Early in my education, I had a professor who would say that we should burn down the buildings and buy vans. His point, of course, was that lecture-based learning was unsatisfying to him and that we students should learn through experience. I prefer to call it aboriginal learning-something we lost in most of higher education when we developed the mass-production educational model with the "sage on the stage" speaking words of wisdom to the dutiful students taking notes.
This system remains dominant in higher education because the class schedule is designed for lecturing. What else can you do with 50-minute classes that meet three days per week? Adding to the problem are students trying to juggle five or more classes at the same time, causing panic as they try to decide whether to study for the chemistry test or write the report for their history class. Creative students have figured out how to share this load by dividing up the job of getting the notes.
There is an alternative to this madness, but it requires us as faculty to relinquish the podium, to reduce our focus on teaching terminology and empower our students to focus on real and meaningful projects that inspire their need to learn more information. Ultimately, this is only possible with a class schedule that provides large blocks of time.
The solution is to teach one class at a time. In 2005, my campus courageously became the first public university in U.S. history to adopt a schedule where student take one class at a time for 18 instructional days. Students spend their time working with professors on real projects that challenge them to learn practical skills while using the data they gather to solve actual problems. As a result, students build portfolios filled with examples of what they can actually do. During these hard economic times, documentation of professional skills provides a tremendous advantage over a transcript listing of classes.
My role in this historic change is best left to others to determine. However, I know that change of this magnitude requires shared vision, hard work by many people, and the courage to take a risk and try something new. I thank my colleagues for caring enough about the students to take this bold step forward.

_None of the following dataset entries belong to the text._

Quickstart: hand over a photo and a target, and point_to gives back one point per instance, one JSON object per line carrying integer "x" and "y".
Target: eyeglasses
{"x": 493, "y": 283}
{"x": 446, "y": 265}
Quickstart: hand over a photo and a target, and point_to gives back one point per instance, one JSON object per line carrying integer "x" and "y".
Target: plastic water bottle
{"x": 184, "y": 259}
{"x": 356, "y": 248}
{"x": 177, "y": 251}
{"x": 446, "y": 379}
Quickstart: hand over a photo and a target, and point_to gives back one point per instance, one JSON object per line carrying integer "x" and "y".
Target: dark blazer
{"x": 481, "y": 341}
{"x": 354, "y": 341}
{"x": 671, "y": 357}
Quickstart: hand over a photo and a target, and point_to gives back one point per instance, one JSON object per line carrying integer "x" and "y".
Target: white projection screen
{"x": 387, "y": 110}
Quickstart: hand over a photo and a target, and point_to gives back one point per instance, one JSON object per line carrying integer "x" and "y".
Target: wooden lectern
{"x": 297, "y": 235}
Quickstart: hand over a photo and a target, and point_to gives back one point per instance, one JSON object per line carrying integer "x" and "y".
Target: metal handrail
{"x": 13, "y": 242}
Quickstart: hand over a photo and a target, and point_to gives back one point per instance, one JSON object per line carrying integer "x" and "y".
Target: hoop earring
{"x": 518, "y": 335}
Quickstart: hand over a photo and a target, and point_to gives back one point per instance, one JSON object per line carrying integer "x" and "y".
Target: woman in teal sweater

They have made my working life so much more interesting and worthwhile.
The investment of time required to make such a thing happen must come at the expense of something else, so I am deeply grateful to my family, Anneliese, Abbey and Haley, for their love and tolerance of my all-consuming passion for this project. My passion for education came from my parents, who understood its importance even though they were themselves not college graduates. They have my deepest gratitude, and in return I will pass this gift-this passion for education-to my girls.
My sincere thanks to the Carnegie Foundation for the Advancement of Teaching and the Council for Advancement and Support of Education for their recognition of our efforts to improve undergraduate education at the University of Montana Western.